Under state law, the Superior Court could reverse, or modify, an ABCC decision if the rights of a business were violated because the agency made an arbitrary or capricious decision, unwarranted by facts and not supported by substantial evidence, Wrenn wrote.
"The plaintiff's narrow argument in this regard is that the plaintiff's manager, Stephen Scioli, had no prior knowledge, understanding or information to predict that the plaintiff's employee and bouncer, Paul Casasanta, would react in a violent and aggressive fashion as he did on March 24, 2012," Wrenn wrote. "Thus, the plaintiff argues that the corporation did not permit the illegality and/or disturbance on its premises since the corporation's president, Mr. Scioli, had no foreknowledge of Mr. Casasanta's propensity in this regard."

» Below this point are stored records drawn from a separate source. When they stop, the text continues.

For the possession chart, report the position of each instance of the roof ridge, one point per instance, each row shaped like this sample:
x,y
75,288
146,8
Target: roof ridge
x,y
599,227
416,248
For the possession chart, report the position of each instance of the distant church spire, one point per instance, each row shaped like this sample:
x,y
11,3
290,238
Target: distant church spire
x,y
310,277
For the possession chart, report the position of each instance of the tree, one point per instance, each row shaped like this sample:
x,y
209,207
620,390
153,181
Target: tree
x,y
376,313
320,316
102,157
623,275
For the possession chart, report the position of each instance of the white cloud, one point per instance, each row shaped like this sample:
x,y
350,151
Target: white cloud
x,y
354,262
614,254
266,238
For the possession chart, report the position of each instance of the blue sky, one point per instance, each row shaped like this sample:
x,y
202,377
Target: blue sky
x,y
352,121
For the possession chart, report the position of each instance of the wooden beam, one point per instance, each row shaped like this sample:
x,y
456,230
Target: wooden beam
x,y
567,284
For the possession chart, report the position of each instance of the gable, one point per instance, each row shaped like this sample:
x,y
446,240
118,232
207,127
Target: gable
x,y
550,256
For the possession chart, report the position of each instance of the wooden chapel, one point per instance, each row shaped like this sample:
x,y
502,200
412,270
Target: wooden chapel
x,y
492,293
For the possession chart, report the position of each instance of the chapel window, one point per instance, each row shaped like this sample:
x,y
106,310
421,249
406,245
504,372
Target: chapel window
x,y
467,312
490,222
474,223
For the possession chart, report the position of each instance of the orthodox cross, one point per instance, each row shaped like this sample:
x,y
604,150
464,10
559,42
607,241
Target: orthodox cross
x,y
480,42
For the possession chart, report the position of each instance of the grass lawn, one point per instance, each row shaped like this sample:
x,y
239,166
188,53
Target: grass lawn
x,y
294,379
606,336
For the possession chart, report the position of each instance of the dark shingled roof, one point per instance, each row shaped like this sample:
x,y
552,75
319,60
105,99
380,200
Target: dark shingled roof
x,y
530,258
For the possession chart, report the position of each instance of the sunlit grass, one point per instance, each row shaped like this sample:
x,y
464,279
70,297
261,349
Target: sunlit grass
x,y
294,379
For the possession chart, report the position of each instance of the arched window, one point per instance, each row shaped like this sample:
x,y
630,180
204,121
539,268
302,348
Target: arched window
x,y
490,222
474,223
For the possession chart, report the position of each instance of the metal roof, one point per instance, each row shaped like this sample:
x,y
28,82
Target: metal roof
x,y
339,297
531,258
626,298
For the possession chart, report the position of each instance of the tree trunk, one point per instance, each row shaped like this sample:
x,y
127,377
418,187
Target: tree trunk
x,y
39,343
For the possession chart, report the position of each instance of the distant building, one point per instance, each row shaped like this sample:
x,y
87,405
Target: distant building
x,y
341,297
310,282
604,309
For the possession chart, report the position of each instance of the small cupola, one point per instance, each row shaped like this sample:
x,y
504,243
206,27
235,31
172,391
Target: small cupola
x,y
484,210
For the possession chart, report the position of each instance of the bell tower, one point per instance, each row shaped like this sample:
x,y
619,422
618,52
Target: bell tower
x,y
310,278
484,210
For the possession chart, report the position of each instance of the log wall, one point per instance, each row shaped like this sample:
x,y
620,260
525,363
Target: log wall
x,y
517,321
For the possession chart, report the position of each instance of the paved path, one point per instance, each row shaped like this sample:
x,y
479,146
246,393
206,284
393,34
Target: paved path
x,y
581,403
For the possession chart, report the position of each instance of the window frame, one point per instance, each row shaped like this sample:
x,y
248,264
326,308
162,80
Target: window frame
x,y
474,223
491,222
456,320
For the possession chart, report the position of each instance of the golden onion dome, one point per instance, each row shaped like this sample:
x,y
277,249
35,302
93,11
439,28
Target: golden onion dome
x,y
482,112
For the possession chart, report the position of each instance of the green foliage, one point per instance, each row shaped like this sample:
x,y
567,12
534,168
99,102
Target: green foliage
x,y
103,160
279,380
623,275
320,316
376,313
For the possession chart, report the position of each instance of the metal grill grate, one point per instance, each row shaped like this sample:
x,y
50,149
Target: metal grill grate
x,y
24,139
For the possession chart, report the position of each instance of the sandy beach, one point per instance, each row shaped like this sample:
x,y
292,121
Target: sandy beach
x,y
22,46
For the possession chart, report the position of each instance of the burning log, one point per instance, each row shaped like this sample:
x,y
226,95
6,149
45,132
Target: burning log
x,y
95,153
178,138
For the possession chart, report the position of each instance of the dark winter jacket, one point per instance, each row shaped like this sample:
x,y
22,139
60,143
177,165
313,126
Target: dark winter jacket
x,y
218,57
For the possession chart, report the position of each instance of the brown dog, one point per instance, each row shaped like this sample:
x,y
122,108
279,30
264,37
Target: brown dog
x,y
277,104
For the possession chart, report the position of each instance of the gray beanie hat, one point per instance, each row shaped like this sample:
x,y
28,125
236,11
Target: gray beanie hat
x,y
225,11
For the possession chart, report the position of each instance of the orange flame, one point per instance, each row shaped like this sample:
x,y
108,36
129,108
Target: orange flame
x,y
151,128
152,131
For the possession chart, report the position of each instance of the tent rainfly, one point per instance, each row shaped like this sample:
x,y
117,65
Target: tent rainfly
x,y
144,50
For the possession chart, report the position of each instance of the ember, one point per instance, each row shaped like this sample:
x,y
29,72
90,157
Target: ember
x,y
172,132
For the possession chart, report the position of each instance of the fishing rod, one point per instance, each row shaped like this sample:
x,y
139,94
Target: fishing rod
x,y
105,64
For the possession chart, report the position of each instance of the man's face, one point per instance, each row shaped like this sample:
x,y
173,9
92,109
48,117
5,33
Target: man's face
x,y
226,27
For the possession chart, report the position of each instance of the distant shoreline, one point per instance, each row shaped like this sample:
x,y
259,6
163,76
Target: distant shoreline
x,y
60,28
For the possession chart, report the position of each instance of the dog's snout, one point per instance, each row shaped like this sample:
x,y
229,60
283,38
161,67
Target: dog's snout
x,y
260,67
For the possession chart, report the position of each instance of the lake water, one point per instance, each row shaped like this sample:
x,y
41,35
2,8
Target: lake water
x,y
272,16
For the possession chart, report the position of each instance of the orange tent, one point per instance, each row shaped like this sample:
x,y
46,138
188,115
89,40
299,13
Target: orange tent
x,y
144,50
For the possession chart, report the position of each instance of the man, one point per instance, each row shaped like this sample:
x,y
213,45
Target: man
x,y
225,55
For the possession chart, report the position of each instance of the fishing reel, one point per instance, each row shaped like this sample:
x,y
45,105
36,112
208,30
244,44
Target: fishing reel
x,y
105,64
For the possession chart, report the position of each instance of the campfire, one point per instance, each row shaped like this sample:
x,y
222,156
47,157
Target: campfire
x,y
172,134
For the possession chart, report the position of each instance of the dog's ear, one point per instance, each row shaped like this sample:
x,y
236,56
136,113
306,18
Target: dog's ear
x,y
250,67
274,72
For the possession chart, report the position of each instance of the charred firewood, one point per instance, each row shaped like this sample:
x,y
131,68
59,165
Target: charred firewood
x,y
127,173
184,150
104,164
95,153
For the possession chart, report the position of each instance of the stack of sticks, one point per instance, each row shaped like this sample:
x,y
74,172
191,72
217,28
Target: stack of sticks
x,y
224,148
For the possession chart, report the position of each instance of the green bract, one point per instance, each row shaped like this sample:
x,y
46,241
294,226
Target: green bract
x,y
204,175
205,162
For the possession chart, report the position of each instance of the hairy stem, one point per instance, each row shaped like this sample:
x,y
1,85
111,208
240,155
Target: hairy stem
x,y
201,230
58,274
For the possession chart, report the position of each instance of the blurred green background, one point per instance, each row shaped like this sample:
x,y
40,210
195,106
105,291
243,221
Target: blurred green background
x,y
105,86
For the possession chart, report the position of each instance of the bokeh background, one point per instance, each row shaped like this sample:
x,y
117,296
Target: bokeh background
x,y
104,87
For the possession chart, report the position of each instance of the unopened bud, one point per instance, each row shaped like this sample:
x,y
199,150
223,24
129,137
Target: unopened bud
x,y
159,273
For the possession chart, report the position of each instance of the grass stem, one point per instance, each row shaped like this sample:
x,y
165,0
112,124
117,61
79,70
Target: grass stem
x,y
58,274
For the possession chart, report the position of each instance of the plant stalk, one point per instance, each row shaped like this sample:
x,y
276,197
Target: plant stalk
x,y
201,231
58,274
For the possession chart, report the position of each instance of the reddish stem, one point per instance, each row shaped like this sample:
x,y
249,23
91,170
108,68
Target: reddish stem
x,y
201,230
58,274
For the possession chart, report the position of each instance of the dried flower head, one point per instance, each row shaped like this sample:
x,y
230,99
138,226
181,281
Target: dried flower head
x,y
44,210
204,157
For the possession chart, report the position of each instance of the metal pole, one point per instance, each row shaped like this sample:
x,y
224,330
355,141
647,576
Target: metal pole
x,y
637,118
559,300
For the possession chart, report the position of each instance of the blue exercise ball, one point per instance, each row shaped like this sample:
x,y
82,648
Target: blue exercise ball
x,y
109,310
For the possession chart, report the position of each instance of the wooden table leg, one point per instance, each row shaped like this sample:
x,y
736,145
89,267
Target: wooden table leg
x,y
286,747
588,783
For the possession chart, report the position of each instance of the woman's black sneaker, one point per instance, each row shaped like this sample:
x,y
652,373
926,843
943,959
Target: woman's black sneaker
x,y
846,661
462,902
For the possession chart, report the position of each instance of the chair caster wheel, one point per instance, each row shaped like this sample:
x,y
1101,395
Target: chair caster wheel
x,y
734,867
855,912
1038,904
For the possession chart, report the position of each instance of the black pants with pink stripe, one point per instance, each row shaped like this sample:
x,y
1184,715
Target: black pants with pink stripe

"While the plaintiff through counsel presented a forceful and passionate argument in this regard, the plaintiff's argument is far too narrowly focused in regard to an interpretation of the relevant obligation. There was in fact substantial and indeed overwhelming evidence that the plaintiff corporation prior to March 24, 2012 failed to properly train its security staff so as to avoid the incident that occurred on March 24, 2012..."
The judge also found the business "through a number of its employees failed to properly respond to the incident of March 24, 2012, at an early stage when the corporation had an opportunity to put a stop to the incident and avoid the melee that ultimately resulted in a significant injury to one of the plaintiff's patrons."
Wrenn also rejected an argument that the business was treated more harshly than other businesses in Milford, finding the board's penalty was not arbitrary and "the penalty provided by the ABCC was a logical and reasoned penalty based on the substantial evidence presented to it at the administrative hearing."
Milford Selectmen next meet on Monday. The board would have to vote to impose the license suspension, for it to take effect.
Casasanta, 33, the former bouncer, resolved the criminal charges he faced in a Milford District Court hearing Friday. The two counts of assault and battery, and one count of aggravated assault and battery, resulting in serous injury, were reduced to two charges of assault and battery. If he complies with court-ordered anger management instruction, and probation, for the next three months, the charges will be continued without a finding.